Examples of extensional microfluidic rheometers. (a) Schematic of the cross-slot microfluidic device, with two inlets and two outlets. (b) Flow birefringence measurements of polystyrene in dioctyl phthalate solutions. Different flow conditions are represented. Reprinted with permission from Reference [69], with permission of The Royal Society of Chemistry. (c) Schematic of the hyperbolic-contraction extensional rheometer. Reprinted with permission from Springer Nature, Rheologica Acta, Ober et al., Copyright (2013) [91]. (d) Schematic of the differential pressure extensional rheometer.

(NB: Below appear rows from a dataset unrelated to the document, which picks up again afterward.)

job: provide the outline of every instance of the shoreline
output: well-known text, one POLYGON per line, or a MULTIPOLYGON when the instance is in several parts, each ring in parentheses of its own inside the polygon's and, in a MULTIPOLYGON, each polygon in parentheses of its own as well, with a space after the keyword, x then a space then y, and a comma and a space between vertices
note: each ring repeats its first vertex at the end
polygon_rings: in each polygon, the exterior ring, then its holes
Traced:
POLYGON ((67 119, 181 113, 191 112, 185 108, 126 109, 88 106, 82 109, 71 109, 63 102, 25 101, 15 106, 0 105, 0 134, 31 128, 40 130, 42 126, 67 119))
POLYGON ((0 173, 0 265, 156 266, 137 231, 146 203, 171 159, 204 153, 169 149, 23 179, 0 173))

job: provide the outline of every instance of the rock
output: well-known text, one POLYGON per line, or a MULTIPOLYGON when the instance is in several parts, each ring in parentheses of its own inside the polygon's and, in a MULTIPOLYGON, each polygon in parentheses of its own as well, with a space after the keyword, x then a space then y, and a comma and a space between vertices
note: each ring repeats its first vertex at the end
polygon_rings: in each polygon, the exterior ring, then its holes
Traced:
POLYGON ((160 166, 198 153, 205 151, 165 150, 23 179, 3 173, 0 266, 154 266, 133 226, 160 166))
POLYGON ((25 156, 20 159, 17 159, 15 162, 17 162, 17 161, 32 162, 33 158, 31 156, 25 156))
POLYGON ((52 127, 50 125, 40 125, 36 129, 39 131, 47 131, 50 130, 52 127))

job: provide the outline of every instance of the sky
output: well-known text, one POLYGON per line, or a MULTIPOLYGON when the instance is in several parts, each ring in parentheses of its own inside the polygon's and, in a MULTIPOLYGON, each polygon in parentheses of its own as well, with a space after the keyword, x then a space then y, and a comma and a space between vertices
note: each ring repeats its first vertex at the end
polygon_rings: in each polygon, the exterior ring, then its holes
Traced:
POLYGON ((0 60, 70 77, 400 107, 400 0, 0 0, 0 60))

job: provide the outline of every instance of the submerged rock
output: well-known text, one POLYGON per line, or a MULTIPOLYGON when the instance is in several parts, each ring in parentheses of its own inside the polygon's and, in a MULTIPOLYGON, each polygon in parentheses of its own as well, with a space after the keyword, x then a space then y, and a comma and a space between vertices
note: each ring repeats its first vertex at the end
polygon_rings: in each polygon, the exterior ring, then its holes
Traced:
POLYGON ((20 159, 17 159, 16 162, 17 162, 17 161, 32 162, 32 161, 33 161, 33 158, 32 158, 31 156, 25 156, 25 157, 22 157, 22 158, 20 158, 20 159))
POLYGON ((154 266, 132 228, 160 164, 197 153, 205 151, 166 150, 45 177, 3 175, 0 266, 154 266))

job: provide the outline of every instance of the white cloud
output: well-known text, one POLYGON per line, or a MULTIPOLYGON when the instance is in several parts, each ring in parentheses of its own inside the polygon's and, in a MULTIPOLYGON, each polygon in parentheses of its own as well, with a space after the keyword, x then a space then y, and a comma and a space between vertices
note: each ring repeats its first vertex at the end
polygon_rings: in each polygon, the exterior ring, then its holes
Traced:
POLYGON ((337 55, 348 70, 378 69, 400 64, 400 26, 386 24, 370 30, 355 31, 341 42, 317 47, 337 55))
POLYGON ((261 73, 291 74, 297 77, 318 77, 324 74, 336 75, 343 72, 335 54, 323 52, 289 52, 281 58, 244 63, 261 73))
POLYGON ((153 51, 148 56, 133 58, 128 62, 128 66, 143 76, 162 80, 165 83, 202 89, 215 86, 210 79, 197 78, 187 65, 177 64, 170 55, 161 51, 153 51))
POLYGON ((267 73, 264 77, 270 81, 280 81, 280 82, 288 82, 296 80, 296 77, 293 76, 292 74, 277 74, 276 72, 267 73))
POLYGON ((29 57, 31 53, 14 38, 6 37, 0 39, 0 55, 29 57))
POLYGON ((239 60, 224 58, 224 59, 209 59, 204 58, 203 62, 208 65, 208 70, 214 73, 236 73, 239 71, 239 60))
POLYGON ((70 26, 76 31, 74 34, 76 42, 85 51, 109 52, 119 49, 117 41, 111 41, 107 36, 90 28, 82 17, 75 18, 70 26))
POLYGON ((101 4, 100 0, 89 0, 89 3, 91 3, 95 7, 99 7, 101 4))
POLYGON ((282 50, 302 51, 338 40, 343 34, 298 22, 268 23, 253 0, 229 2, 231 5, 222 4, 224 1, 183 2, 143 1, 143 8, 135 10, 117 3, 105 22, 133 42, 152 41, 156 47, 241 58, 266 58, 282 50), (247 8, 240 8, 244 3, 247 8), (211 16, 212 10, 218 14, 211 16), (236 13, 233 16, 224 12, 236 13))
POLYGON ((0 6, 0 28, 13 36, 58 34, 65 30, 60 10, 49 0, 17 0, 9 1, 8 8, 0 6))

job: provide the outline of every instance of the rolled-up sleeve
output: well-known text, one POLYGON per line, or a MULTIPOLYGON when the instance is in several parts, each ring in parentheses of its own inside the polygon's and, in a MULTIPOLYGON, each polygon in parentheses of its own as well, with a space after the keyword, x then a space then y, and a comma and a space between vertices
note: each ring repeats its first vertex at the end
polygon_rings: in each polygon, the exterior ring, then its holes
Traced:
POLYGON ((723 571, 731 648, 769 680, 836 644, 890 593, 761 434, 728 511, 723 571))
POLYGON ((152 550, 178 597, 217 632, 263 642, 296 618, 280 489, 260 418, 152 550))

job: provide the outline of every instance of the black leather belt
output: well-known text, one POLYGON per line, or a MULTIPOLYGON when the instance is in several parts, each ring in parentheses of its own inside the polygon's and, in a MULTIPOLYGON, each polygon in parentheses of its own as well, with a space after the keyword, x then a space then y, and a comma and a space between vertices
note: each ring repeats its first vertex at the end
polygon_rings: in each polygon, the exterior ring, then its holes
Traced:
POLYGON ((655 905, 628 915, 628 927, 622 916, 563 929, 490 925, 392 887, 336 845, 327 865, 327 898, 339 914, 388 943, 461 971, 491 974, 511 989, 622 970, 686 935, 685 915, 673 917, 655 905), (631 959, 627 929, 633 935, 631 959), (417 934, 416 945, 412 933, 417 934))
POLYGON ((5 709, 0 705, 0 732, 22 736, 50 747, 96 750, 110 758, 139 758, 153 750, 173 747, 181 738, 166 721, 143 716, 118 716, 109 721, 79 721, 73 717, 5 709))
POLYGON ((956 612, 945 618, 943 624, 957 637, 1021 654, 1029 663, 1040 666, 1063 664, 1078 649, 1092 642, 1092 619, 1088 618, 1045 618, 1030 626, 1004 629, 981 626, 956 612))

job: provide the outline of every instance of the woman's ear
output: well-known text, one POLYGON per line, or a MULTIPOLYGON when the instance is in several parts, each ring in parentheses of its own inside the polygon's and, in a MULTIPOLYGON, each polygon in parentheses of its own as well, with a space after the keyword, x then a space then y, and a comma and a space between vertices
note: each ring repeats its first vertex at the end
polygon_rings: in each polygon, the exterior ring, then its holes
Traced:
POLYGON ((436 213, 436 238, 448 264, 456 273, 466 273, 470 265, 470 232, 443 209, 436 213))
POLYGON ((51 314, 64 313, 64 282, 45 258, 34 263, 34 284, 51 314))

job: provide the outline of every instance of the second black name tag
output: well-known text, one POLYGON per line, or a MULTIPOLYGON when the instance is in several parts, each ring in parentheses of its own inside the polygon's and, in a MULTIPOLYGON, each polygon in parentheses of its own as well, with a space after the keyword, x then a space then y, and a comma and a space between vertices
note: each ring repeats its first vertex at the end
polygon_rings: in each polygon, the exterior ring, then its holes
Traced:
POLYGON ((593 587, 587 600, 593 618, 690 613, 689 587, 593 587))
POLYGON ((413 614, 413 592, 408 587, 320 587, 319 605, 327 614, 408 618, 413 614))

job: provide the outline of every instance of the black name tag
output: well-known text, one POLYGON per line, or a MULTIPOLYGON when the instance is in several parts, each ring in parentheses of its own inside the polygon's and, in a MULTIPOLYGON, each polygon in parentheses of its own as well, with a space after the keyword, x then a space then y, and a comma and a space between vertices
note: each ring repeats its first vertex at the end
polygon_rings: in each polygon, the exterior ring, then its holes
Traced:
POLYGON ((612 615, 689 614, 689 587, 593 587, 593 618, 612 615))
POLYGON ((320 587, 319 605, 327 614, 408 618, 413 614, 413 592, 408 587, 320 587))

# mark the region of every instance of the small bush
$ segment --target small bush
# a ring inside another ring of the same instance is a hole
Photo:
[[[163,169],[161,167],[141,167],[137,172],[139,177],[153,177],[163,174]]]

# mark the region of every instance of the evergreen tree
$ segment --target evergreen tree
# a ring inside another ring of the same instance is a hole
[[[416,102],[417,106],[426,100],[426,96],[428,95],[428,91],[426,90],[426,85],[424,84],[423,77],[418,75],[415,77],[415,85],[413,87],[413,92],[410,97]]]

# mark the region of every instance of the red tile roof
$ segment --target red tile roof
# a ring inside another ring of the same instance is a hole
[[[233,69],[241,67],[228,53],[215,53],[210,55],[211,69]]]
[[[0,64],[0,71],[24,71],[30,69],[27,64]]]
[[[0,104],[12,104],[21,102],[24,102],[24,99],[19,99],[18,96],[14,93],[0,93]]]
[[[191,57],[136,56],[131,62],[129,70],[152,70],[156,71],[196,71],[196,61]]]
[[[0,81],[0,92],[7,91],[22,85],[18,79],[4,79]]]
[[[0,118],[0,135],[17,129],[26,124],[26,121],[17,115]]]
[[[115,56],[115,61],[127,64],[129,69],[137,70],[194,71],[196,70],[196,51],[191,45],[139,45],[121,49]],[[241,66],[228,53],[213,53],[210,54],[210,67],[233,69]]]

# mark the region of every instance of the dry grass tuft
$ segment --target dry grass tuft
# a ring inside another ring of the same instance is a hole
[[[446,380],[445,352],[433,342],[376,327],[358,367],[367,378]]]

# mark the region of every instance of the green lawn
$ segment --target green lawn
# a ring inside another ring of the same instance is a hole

The experimental snapshots represent different types of hyperbolic contractions channel compared to the straight reference channel. Reprinted with permission from Kim et al., Copyright (2018), The Society of Rheology [92]. (e) Schematic of the miniature capillary breakup extensional rheometer, where the liquid bridge is generated using electrowetting-on-dielectric actuation. (f) Experimental snapshots of the loading step for the device in (e). Reprinted with permission from Reference [93], with permission of The Royal Society of Chemistry.

Figure 6

Examples of microfluidic rheometers integrated to Small Angle Neutron Scattering (SANS) and Small Angle X-ray Scattering (SAXS). (a) Schematic of SANS integrated to a microfluidic device. Reprinted from Reference [103]. (b) Schematic of SANS experiments performed on a four-mill microfluidic device. Reprinted from Reference [110]. (c) Schematic of a SAXS apparatus integrated to a microfluidic device. Reprinted with permission from Reference [111], with permission of The Royal Society of Chemistry.